Genome size—GS; number of predicted transcripts/proteins—NPTs.

Additionally, NGS has the potential to generate massive data to dissect the novel genes or fragments. Expression profiles among various parts or organs of a plant are determined using NGS to facilitate more specific improvement in plants. For example, the identified genomic maps or regions can be used in developing the potential marker under marker-assisted breeding. A determined expression pattern also helps in uncovering the molecular regulatory processes in a plant under certain stress or normal environments [80]. Thus, NGS provides a research forum along with improving analyzing tools/software or methods [81,82,83] to understand the evolutionary aspects and functions of plants that are taking place under normal or stressed environments by conducting a detailed characterization of a desirable gene or fragment to reveal the complex regulatory mechanism.
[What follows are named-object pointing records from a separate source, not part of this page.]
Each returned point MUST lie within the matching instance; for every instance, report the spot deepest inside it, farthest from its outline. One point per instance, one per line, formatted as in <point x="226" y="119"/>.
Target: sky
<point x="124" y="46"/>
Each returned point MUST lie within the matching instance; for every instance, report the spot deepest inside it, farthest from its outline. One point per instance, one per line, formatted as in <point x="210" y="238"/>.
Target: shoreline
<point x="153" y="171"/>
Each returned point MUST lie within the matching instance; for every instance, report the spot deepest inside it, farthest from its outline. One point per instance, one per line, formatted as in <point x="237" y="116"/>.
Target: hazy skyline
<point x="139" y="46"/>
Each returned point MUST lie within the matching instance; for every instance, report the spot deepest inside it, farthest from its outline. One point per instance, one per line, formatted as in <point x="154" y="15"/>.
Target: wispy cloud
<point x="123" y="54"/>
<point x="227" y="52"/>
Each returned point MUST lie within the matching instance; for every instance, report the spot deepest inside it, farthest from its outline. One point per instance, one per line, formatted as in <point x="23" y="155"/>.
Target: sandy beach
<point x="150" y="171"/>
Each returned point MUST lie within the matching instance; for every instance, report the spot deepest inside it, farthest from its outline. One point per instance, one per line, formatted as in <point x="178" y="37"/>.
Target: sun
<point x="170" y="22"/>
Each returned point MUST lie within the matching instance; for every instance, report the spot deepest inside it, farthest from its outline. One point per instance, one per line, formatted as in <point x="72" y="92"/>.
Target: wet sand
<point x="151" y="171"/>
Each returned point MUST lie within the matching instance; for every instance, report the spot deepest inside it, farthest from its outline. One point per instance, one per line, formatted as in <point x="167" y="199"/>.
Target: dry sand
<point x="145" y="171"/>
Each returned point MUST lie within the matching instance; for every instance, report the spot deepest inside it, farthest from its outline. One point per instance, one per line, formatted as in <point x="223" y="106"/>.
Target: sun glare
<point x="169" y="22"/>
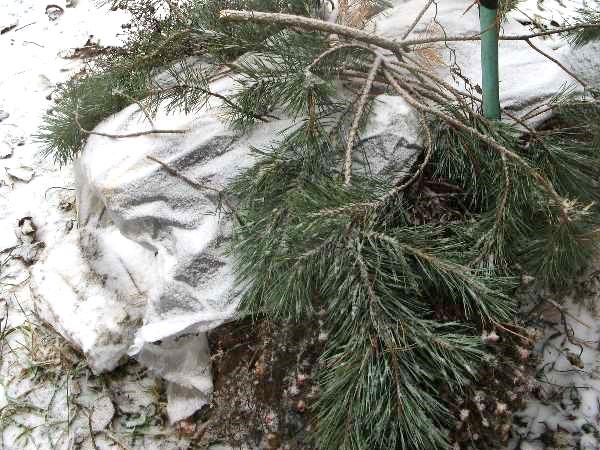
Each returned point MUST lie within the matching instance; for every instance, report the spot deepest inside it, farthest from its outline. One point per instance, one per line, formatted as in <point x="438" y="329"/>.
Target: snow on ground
<point x="48" y="396"/>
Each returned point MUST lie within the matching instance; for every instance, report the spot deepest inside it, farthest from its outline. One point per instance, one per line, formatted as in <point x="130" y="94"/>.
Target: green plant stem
<point x="488" y="16"/>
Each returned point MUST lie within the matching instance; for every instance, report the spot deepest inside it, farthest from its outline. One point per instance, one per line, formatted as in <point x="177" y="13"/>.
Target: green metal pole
<point x="488" y="14"/>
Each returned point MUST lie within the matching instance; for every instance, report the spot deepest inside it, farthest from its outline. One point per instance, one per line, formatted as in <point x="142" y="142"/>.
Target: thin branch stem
<point x="417" y="19"/>
<point x="308" y="23"/>
<point x="122" y="136"/>
<point x="357" y="117"/>
<point x="486" y="139"/>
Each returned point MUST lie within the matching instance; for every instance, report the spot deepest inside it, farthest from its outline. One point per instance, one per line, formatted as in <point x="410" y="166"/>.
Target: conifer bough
<point x="488" y="17"/>
<point x="408" y="267"/>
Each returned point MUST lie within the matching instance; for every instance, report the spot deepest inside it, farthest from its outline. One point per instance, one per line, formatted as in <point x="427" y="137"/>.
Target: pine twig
<point x="486" y="139"/>
<point x="357" y="117"/>
<point x="396" y="46"/>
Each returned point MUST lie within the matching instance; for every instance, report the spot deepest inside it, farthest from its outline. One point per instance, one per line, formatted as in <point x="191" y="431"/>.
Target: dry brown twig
<point x="389" y="44"/>
<point x="357" y="117"/>
<point x="122" y="136"/>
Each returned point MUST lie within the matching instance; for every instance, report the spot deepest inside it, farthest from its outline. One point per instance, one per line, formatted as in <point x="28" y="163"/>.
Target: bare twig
<point x="122" y="136"/>
<point x="486" y="139"/>
<point x="210" y="93"/>
<point x="389" y="44"/>
<point x="176" y="173"/>
<point x="195" y="184"/>
<point x="417" y="19"/>
<point x="558" y="63"/>
<point x="140" y="105"/>
<point x="357" y="117"/>
<point x="426" y="159"/>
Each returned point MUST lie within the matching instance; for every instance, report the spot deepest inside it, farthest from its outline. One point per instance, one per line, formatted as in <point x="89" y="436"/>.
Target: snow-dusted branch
<point x="308" y="23"/>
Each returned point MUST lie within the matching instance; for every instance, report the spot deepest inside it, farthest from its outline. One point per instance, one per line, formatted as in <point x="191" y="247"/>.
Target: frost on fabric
<point x="146" y="273"/>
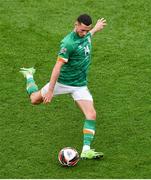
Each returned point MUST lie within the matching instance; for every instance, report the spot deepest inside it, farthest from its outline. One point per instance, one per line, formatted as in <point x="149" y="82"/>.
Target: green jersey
<point x="76" y="52"/>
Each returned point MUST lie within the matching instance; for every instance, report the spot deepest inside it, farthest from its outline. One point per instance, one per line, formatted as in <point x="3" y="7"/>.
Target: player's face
<point x="81" y="29"/>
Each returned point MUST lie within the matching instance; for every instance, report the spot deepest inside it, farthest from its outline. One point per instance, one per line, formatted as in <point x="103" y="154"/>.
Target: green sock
<point x="88" y="131"/>
<point x="31" y="86"/>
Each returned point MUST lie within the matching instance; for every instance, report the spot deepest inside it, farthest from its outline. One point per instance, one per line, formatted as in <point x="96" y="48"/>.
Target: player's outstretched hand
<point x="47" y="97"/>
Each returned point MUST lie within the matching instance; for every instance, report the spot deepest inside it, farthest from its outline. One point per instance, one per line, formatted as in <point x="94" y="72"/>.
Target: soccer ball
<point x="68" y="156"/>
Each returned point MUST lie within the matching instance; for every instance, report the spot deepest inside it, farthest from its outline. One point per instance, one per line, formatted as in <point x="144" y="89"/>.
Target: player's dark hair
<point x="85" y="19"/>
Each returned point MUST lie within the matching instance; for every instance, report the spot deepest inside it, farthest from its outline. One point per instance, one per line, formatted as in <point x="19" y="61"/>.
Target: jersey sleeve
<point x="65" y="51"/>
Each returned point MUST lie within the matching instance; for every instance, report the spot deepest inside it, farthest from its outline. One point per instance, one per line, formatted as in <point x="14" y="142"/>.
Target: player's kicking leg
<point x="32" y="88"/>
<point x="88" y="130"/>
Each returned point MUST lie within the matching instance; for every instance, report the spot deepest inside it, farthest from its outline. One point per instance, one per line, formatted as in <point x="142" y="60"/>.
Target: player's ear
<point x="76" y="23"/>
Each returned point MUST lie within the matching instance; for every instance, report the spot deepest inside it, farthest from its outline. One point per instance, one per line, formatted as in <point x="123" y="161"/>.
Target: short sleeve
<point x="65" y="51"/>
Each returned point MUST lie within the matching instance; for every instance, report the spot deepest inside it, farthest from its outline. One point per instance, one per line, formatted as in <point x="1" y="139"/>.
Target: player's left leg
<point x="84" y="100"/>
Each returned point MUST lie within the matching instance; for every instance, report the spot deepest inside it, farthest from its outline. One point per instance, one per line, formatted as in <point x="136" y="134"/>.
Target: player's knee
<point x="91" y="115"/>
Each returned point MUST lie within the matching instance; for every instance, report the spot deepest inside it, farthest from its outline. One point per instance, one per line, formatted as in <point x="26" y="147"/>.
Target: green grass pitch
<point x="119" y="79"/>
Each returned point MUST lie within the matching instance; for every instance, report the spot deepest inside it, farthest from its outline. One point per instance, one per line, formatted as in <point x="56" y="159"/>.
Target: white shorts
<point x="78" y="93"/>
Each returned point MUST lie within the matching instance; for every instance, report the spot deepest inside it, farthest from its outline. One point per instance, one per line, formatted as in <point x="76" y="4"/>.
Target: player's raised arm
<point x="98" y="26"/>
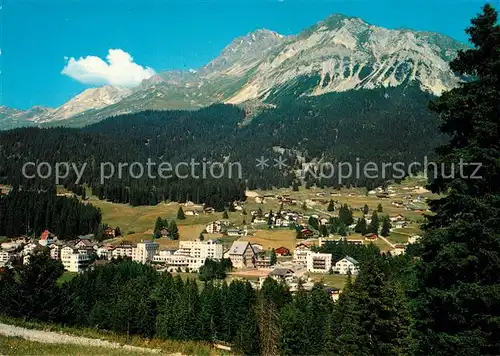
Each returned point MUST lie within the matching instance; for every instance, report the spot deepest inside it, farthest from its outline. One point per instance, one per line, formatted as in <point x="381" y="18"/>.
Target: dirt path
<point x="50" y="337"/>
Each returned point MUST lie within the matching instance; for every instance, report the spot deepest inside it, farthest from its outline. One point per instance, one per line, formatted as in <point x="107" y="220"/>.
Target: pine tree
<point x="270" y="219"/>
<point x="180" y="214"/>
<point x="386" y="226"/>
<point x="273" y="259"/>
<point x="173" y="231"/>
<point x="459" y="275"/>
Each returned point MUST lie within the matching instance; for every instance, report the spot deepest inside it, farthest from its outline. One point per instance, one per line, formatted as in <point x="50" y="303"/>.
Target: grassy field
<point x="331" y="280"/>
<point x="17" y="346"/>
<point x="25" y="347"/>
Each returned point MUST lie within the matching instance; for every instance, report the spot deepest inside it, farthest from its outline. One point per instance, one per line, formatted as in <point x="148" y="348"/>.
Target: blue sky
<point x="38" y="36"/>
4. NGS Can Promote Sustainable Crop Production

NGS technologies have now been applied at a large scale in searching for the genetic resources that can pave the path and promise to eradicate food hunger across the world by helping produce or improve crop yield to gain self-sufficiency in food resources. These technologies are creating the genome recourses, improving specificity and efficiency in predicting and designing targeted ESTs, SSR, and SNP markers, genome editing or gene engineering strategies in plants to attain sustainability in production by accurately determining the cause of an appeared trait and/or phenotype under harsh environments [70,84].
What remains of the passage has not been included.